In what sense, when? Could you give an example?
Is this something hard to see in microbenchmarks of just the generated function, and only apparent when it gets called from elsewhere?
Because generated functions can be inlined, I would have thought LLVM has all the information?
Or does this have something to do with Julia’s front end, eg constant propagation?
Does this apply at all to macros?
One of the most common reasons for me to write generated functions is to get increased performance. A simple example:
using VectorizationBase, SIMDPirates
function regularized_cov_block_quote(W::Int, T, reps_per_block::Int, stride, mask_last::Bool = false, mask = :r)# = 0xff)
# loads from ptr_sample
# stores in ptr_s² and ptr_invs
# needs vNinv, mulreg, and addreg to be defined
reps_per_block -= 1
size_T = sizeof(T)
WT = size_T*W
V = Vec{W,T}
quote
$([Expr(:(=), Symbol(:μ_,i), :(vload($V, ptr_smpl + $(WT*i), $([mask for _ ∈ 1:((i==reps_per_block) & mask_last)]...)))) for i ∈ 0:reps_per_block]...)
$([Expr(:(=), Symbol(:Σδ_,i), :(vbroadcast($V,zero($T)))) for i ∈ 0:reps_per_block]...)
$([Expr(:(=), Symbol(:Σδ²_,i), :(vbroadcast($V,zero($T)))) for i ∈ 0:reps_per_block]...)
for n ∈ 1:N-1
$([Expr(:(=), Symbol(:δ_,i), :(vsub(vload($V, ptr_smpl + $(WT*i) + n*$stride*$size_T),$(Symbol(:μ_,i))))) for i ∈ 0:reps_per_block]...)
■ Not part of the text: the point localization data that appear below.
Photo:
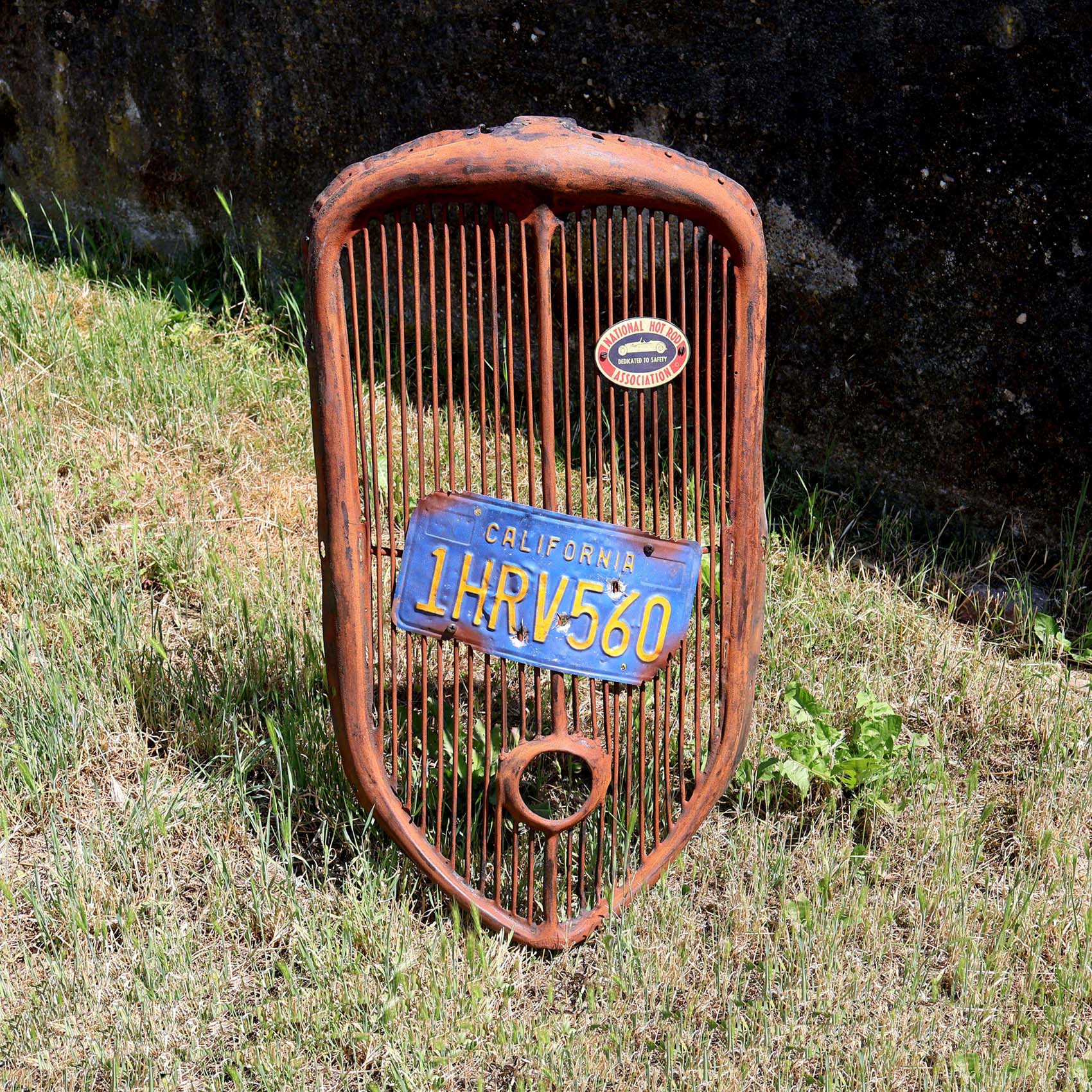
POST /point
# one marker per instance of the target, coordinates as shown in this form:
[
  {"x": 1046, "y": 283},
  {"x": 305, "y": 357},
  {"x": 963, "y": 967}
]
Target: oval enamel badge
[{"x": 642, "y": 352}]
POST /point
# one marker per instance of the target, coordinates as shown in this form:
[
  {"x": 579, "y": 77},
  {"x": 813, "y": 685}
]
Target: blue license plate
[{"x": 545, "y": 589}]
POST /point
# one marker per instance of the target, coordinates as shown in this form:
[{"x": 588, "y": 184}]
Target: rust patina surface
[{"x": 458, "y": 291}]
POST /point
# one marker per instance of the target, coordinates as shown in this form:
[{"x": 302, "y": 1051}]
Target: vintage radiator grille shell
[{"x": 457, "y": 288}]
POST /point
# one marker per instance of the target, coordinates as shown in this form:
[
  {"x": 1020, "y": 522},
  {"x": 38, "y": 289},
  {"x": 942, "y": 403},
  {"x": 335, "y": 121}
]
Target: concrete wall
[{"x": 923, "y": 172}]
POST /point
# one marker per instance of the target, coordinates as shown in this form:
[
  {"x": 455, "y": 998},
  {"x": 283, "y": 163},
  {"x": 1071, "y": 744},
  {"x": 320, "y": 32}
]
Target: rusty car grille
[
  {"x": 463, "y": 295},
  {"x": 446, "y": 341}
]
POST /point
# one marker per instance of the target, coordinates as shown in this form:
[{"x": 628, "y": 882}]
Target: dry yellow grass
[{"x": 189, "y": 899}]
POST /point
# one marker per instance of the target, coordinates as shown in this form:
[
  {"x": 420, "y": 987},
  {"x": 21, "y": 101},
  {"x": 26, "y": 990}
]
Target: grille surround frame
[{"x": 541, "y": 170}]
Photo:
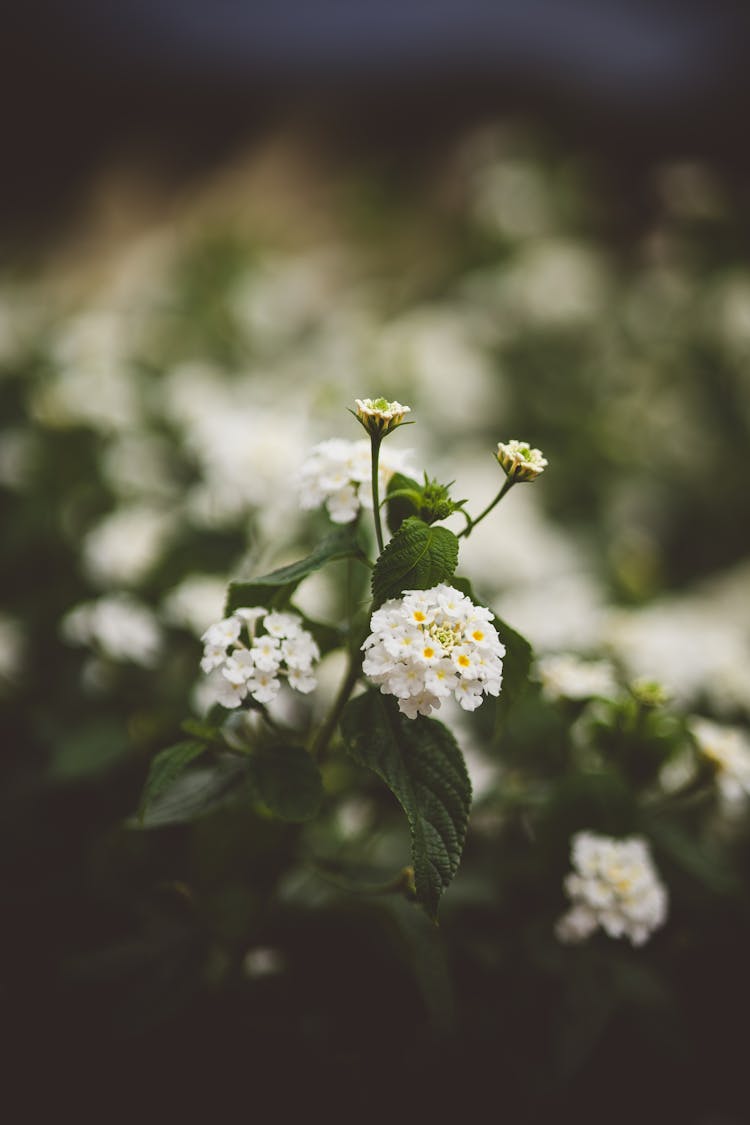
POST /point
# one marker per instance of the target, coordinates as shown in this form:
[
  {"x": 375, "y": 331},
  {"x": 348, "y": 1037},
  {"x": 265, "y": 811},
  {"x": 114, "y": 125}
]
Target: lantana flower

$([Expr(:(=), Symbol(:Σδ_,i), :(vadd($(Symbol(:δ_,i)),$(Symbol(:Σδ_,i))))) for i ∈ 0:reps_per_block]...)
$([Expr(:(=), Symbol(:Σδ²_,i), :(vmuladd($(Symbol(:δ_,i)),$(Symbol(:δ_,i)),$(Symbol(:Σδ²_,i))))) for i ∈ 0:reps_per_block]...)
end
$([Expr(:(=), Symbol(:xbar_,i), :(vmuladd(vNinv, $(Symbol(:Σδ_,i)), $(Symbol(:μ_,i))))) for i ∈ 0:reps_per_block]...)
$([Expr(:(=), Symbol(:ΣδΣδ_,i), :(vmul($(Symbol(:Σδ_,i)),$(Symbol(:Σδ_,i))))) for i ∈ 0:reps_per_block]...)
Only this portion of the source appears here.